MUMmer 2.1, NUCmer, and PROmer are described in "Fast Algorithms for Large-scale Genome Alignment and Comparision." A.L. Delcher, A. Phillippy, J. Carlton, and S.L. Salzberg, Nucleic Acids Research (2002), Vol. 30, No. 11 2478-2483.
MUMmer 1.0 is described in "Alignment of Whole Genomes." A.L. Delcher, S. Kasif, R.D. Fleischmann, J. Peterson, O. White, and S.L. Salzberg, Nucleic Acids Research, 27:11 (1999), 2369-2376.
MUMmer4.x is comprised of many various utilities and scripts. For general purposes, the programs nucmer, and promer will be all that is needed. See their descriptions in the "RUNNING THE MUMmer PROGRAMS" section, or refer to their individual documentation in the "docs/" subdirectory. Refer to the "RUNNING THE MUMmer UTILITIES" section for a brief description of all of the utilities in this directory.

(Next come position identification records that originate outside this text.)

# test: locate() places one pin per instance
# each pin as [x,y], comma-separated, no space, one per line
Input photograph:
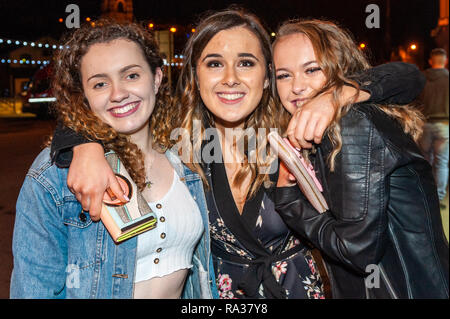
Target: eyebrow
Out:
[304,65]
[241,55]
[121,71]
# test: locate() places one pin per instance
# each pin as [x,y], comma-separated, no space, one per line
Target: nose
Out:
[298,85]
[118,93]
[230,77]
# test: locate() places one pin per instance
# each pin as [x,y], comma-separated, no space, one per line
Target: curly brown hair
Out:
[341,60]
[72,108]
[190,106]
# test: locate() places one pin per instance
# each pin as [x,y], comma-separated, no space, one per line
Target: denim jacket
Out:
[60,253]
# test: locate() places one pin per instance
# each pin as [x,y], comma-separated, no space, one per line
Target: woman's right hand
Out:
[90,176]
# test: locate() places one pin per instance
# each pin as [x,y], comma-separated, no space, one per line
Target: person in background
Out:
[434,141]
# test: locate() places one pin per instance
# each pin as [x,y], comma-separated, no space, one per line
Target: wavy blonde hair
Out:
[72,108]
[341,60]
[190,107]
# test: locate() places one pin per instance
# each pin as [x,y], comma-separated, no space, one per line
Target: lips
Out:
[298,102]
[124,110]
[230,97]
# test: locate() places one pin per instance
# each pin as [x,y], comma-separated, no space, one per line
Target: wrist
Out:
[92,147]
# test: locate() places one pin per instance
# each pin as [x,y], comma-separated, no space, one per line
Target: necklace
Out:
[148,183]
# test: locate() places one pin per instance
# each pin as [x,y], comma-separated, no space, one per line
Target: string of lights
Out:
[24,61]
[30,43]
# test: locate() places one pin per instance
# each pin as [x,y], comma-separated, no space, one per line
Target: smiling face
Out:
[298,74]
[119,84]
[231,74]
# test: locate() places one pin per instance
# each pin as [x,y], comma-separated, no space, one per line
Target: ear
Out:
[158,79]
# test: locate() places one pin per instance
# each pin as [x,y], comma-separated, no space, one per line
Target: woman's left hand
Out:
[285,178]
[310,121]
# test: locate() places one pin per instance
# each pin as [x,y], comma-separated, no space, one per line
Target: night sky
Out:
[411,20]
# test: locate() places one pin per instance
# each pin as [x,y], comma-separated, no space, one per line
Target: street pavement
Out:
[21,139]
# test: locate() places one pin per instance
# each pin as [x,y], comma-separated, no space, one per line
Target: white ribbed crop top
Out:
[169,247]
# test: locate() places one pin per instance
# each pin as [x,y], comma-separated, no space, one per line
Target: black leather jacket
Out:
[384,212]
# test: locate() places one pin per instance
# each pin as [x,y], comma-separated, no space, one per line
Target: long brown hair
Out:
[341,60]
[190,106]
[72,107]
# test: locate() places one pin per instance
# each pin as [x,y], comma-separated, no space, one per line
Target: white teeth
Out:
[125,109]
[231,97]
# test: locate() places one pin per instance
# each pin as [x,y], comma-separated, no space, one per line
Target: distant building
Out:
[119,10]
[440,33]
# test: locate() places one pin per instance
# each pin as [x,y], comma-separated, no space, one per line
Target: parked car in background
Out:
[37,95]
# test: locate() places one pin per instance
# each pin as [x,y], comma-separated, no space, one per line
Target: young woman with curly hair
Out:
[108,86]
[382,236]
[223,95]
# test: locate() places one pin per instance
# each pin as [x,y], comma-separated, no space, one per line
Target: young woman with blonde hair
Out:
[382,236]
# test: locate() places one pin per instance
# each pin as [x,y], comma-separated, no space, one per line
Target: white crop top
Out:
[169,247]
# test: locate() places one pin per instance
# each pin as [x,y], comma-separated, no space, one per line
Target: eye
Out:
[313,70]
[246,63]
[214,64]
[282,76]
[133,76]
[99,85]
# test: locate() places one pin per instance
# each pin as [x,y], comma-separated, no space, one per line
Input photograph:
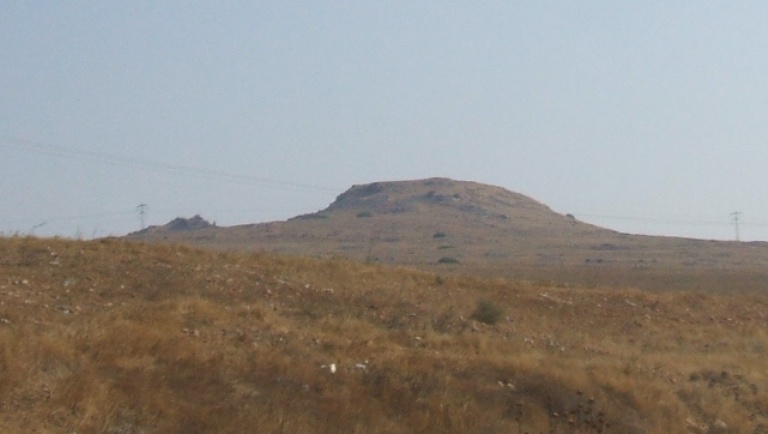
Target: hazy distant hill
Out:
[468,227]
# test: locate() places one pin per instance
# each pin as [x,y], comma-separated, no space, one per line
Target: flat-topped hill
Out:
[472,228]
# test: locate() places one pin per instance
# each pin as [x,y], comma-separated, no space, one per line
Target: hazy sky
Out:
[641,116]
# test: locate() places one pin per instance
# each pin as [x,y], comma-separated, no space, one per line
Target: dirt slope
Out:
[444,225]
[117,337]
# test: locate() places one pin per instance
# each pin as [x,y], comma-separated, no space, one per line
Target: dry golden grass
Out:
[117,337]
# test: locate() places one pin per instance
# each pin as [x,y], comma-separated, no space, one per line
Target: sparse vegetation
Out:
[111,336]
[487,312]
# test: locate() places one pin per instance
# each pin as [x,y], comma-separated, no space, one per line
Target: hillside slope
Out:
[117,337]
[443,225]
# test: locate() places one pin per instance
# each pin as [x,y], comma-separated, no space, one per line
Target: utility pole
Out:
[736,216]
[142,210]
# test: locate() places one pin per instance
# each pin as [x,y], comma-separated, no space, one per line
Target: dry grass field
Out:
[467,228]
[113,336]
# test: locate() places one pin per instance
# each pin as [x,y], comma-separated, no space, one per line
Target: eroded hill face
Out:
[112,336]
[470,228]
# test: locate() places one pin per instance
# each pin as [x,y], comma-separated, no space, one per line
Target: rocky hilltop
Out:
[461,226]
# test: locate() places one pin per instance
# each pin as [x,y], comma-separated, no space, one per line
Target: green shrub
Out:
[487,312]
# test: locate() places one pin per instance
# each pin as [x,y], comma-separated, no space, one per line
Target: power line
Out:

Given a file containing a single reference sequence (ref.seq) in FASTA format and another file containing multiple sequences in FastA format (qry.seq) type the following at the command line: ./nucmer -p <prefix> ref.seq qry.seq To produce the following files: <prefix>.delta Please read the utility-specific documentation in the "docs/" subdirectory for descriptions of these files and information on how to change the alignment parameters for the scripts (minimum match length, etc.), or see the notes below in the "RUNNING THE MUMmer SCRIPTS" section for a brief explanation. To see a simple gnuplot output, if you have gnuplot installed, run the perl script mummerplot on the output files. This script can be run on mummer output (.out), or nucmer/promer output (.delta). Edit the <prefix>.gp file that is created to change colors, line thicknesses, etc. or explore the \<prefix>.[fr]plot file to see the data collection. ./mummerplot -p <prefix> <prefix>.out
Because of MUMmer's modular design, it may be necessary to use a number of separate programs to produce the desired output. The MUMmer scripts attempt to simplify this process by wrapping various utilities into packages that can perform standard alignment requests. Listed below are brief descriptions and usage definitions for these scripts. Please refer to the "docs/" subdirectory for a more detailed description of each script.

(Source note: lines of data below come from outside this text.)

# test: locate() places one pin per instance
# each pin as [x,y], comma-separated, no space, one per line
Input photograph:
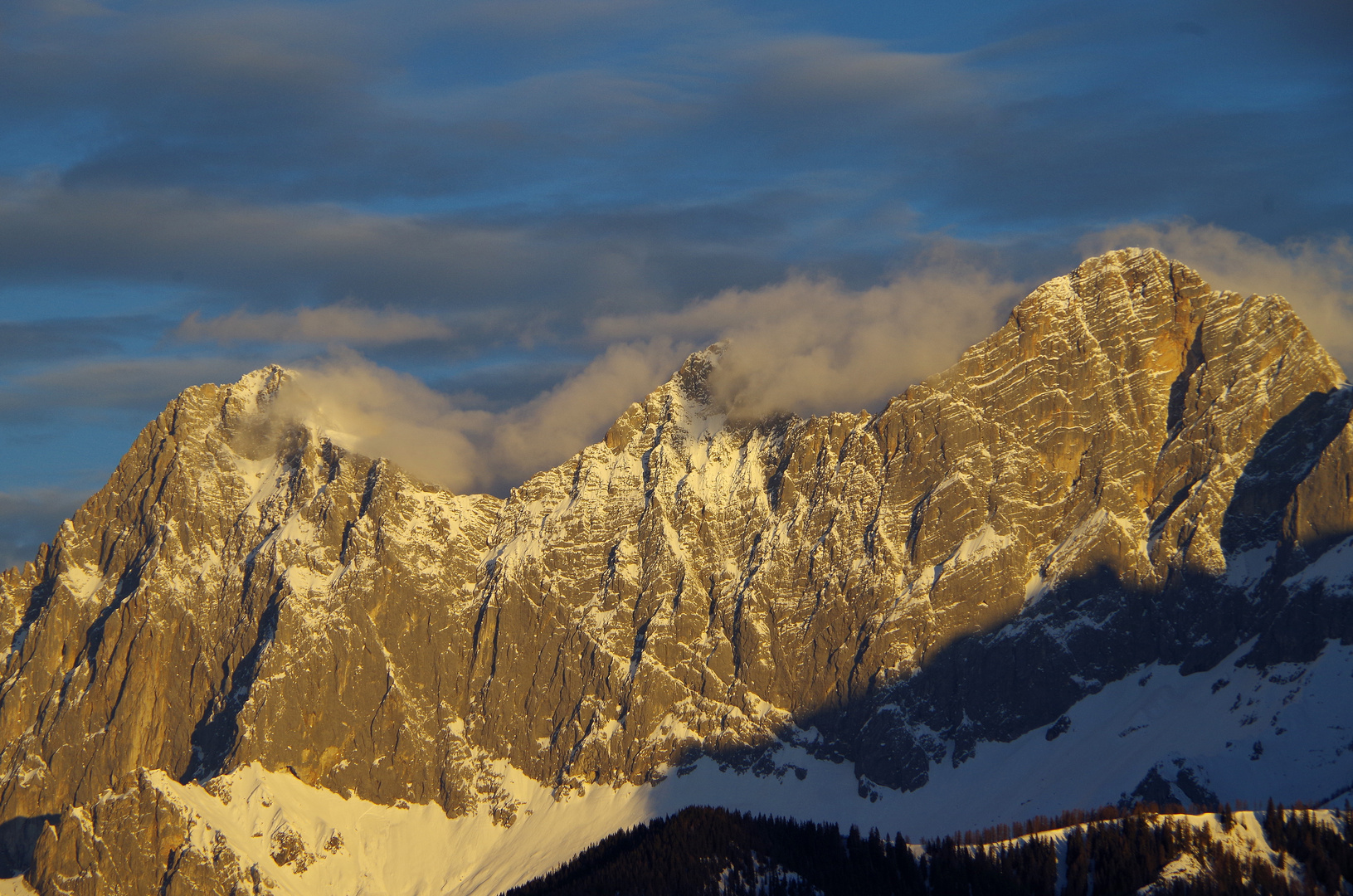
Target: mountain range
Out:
[1107,557]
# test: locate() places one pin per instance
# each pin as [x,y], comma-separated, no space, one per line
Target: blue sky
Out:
[493,199]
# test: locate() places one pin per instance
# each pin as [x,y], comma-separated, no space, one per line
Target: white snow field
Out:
[1209,722]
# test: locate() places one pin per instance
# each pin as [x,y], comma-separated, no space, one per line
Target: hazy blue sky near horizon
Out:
[506,201]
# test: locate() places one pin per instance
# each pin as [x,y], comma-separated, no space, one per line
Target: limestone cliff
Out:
[1134,467]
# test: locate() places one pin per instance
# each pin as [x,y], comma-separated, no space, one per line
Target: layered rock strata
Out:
[1134,467]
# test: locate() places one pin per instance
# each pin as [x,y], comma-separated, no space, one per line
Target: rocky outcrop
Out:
[1134,467]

USAGE: nucmer [options] <reference> <query> [options] type 'nucmer -h' for a list of options. <reference> specifies the multi-FastA sequence file that contains the reference sequences, to be aligned with the queries. <query> specifies the multi-FastA sequence file that contains the query sequences, to be aligned with the references. OUTPUT: out.delta the delta encoded alignments between the reference and query sequences. This file can be parsed with any of the show-* programs which are described in the "RUNNING THE MUMmer UTILITIES" section.
USAGE: promer [options] <reference> <query> [options] type 'promer -h' for a list of options. <reference> specifies the multi-FastA sequence file that contains the reference sequences, to be aligned with the queries. <query> specifies the multi-FastA sequence file that contains the query sequences, to be aligned with the references. OUTPUT: out.delta the delta encoded alignments between the reference and query sequences. This file can be parsed with any of the show-* programs which are described in the "RUNNING THE MUMmer UTILITIES" section.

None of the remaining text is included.